Paul Prescod paul@prescod.net
Thu, 01 Jun 2000 22:54:59 -0500


"Andrew M. Kuchling" wrote:
> 
> ...
>
> On the other hand, that means you can't use the system's copy of
> Expat, since who knows what it was compiled with?  Actually, this
> seems like a bug in Expat; if I have an Expat library, I have no way
> of figuring out what it'll be outputting: 

Adding this feature doesn't sound too tough. We should concentrate on
what we want because the implementation doesn't sound too brutal.

I don't see how we can in good conscience choose not to use Python's
Unicode type.

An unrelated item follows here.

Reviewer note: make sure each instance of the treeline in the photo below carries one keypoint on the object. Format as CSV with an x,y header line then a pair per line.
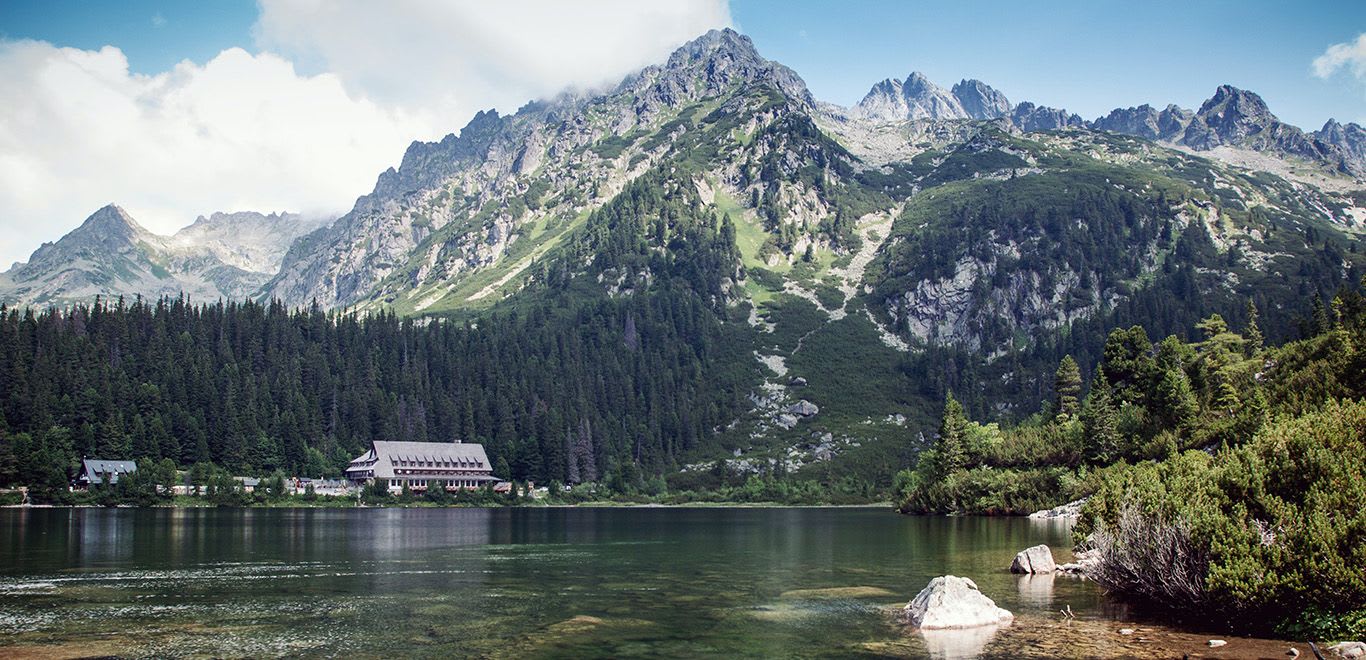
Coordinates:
x,y
1234,466
563,383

I am not averse, however, to a flag that returns 8-bit
strings instead. We can use the Unicode object's features do that
easily.

So how about, this: we ask Expat 1.1000000001 (our new version) what
encoding it was compiled with. We can even expose this to the Python
programmer. 

parser.nativeEncoding() -> returns "UTF-8" or "UTF-16"

There is an independent flag that controls the encoding and type of the
returned objects. You get Unicode objects by default. If you want 8-bit
strings, you specifically ask for them. 

parser.requestUTF8( )

97% of programmers will never ask Expat what encoding it is using under
the cover nor will they change the flag to get 8-bit strings. Docs say:
"Unless you know what you are doing, leave these methods alone. They are
for performance freaks who know what they are doing only."

A performance freak would probably write code like this:

if parser.nativeEncoding()=="UTF-8":
	parser.requestUTF8()

Now managing the internationalization of the code is their problem.

The Windows binaries should come with a 16-bit-returing Expat.

Still and all, this is getting more complex than just bundling our
favorite version of Expat with the compile flags set the way we want
them!!!

-- 
 Paul Prescod  - ISOGEN Consulting Engineer speaking for himself
Simplicity does not precede complexity, but follows it. 
	- http://www.cs.yale.edu/~perlis-alan/quotes.html